NEW YORK ( -- Target has sent a sharp letter to movie studios expressing concern that new movie download services will get a better deal from studios on electronic movie copies than the retailer gets on DVDs, according to a published report Monday.

The Wall Street Journal, citing people familiar with the matter, reported big-box power sellers of DVDs like Wal-Mart (Charts) and Target (Charts) are struggling to adapt to new digital formats because they don't want to see movie-downloading services become more popular and gain an advantage with consumers over conventional DVDs.


Wal-Mart, the world's largest retailer, accounts for roughly 40 percent of the market for big-studio DVDs, while Target, the No. 2 discounter behind Wal-Mart, accounts for about 15 percent of the market, the report said.

According to the Journal, Target said in the letter than the company didn't object to competition but "wanted a level playing field."

The letter from Target president Gregg Steinhafel went on to say that if it didn't receive what it considers to be equitable pricing from the studios, it would reconsider its investment in the DVD business, the paper said, suggesting that the retailer might cut back on shelf space, promotional programs, signing and other aspects of marketing the product.

Further, Steinhafel said the chain had become aware that "some movie studios have made some new-release movies available to download service providers at lower cost than DVDs," the report said.

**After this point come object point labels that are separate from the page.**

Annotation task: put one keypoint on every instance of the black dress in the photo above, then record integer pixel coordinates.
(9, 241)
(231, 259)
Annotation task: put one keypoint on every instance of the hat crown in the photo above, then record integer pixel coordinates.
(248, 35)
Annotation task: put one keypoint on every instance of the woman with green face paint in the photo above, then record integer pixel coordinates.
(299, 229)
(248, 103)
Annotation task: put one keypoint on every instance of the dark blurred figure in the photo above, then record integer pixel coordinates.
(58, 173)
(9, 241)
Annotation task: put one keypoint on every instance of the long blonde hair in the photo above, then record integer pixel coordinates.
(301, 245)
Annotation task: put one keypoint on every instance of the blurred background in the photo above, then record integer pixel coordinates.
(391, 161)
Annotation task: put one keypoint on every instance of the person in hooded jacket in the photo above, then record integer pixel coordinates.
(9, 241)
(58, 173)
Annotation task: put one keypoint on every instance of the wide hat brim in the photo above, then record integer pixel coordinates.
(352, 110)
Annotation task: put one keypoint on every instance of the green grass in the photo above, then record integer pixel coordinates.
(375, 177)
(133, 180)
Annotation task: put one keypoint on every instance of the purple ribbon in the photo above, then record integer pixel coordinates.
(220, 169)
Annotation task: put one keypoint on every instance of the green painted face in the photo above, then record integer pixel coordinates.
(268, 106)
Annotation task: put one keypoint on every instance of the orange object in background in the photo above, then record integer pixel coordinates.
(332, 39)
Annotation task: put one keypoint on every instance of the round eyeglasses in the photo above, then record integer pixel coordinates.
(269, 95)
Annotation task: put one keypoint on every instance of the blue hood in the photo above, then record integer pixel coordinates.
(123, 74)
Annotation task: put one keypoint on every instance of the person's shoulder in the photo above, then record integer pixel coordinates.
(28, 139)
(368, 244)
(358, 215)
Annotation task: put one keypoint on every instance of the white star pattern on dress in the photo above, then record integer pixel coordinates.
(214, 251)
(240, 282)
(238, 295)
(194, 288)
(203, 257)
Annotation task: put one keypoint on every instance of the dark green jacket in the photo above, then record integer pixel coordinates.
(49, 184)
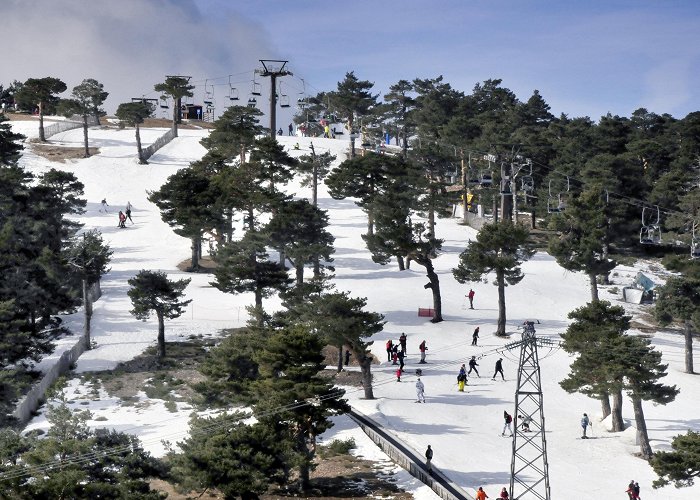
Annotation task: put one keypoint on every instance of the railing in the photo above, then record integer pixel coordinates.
(158, 143)
(409, 459)
(36, 395)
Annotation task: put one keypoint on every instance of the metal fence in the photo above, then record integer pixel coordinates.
(37, 394)
(159, 143)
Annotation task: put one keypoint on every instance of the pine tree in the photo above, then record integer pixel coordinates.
(499, 248)
(680, 466)
(85, 101)
(293, 397)
(176, 87)
(299, 230)
(679, 300)
(134, 114)
(40, 93)
(152, 292)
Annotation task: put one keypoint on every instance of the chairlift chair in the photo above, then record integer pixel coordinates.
(650, 233)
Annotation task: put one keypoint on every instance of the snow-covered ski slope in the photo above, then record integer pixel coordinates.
(462, 428)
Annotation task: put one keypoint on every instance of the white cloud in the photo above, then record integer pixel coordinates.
(128, 45)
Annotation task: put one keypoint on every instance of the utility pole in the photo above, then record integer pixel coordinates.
(273, 68)
(529, 468)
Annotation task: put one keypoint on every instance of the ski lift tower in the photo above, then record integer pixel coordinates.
(273, 68)
(529, 470)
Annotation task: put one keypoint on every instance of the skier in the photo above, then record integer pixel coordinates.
(585, 422)
(128, 212)
(462, 378)
(420, 390)
(475, 335)
(422, 348)
(525, 419)
(470, 296)
(506, 425)
(472, 366)
(499, 369)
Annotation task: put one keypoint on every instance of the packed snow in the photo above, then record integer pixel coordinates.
(464, 429)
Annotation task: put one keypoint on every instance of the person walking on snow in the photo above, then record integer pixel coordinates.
(499, 369)
(472, 366)
(506, 425)
(127, 212)
(462, 378)
(475, 335)
(402, 342)
(585, 422)
(420, 391)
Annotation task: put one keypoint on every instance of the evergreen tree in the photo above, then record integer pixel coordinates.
(176, 87)
(85, 101)
(242, 266)
(10, 148)
(352, 100)
(189, 202)
(290, 366)
(134, 114)
(679, 300)
(299, 230)
(499, 248)
(239, 460)
(152, 292)
(40, 93)
(234, 133)
(583, 233)
(680, 466)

A Target spokeswoman told the paper that the company is trying to ensure that its business "is not put at a disadvantage."

The Journal said Target's move follows similar complaints from Wal-Mart. For its part, Wal-Mart sent a top executive to Hollywood to to convey its misgiving, the paper said.

These reactions from Target and Wal-Mart come a few weeks after Apple Computer announced a deal with Disney to sell electronic copies of Disney movies online via Apple's iTunes store for as little as $12.99 apiece for new titles.

Retailers like Target and Wal-Mart typically pay $17 and $18 wholesale for new release DVDs, and the retail price varies from $16 to $19.

But Wal-Mart, which is also a big seller of Apple (Charts)'s iPod digital media player, softened its stance after Apple CEO Steve Jobs complained to Wal-Mart CEO Lee Scott about what he considered to be Wal-Mart's anticompetitive behavior. reported last month that Wal-Mart was potentially accelerating its efforts to launch a digital movie service in the months ahead.

The paper said the studios are eager to put off any escalation of the pricing battle until after this year's November-to-January holiday shopping period, which is typically the most important sales period for retailers.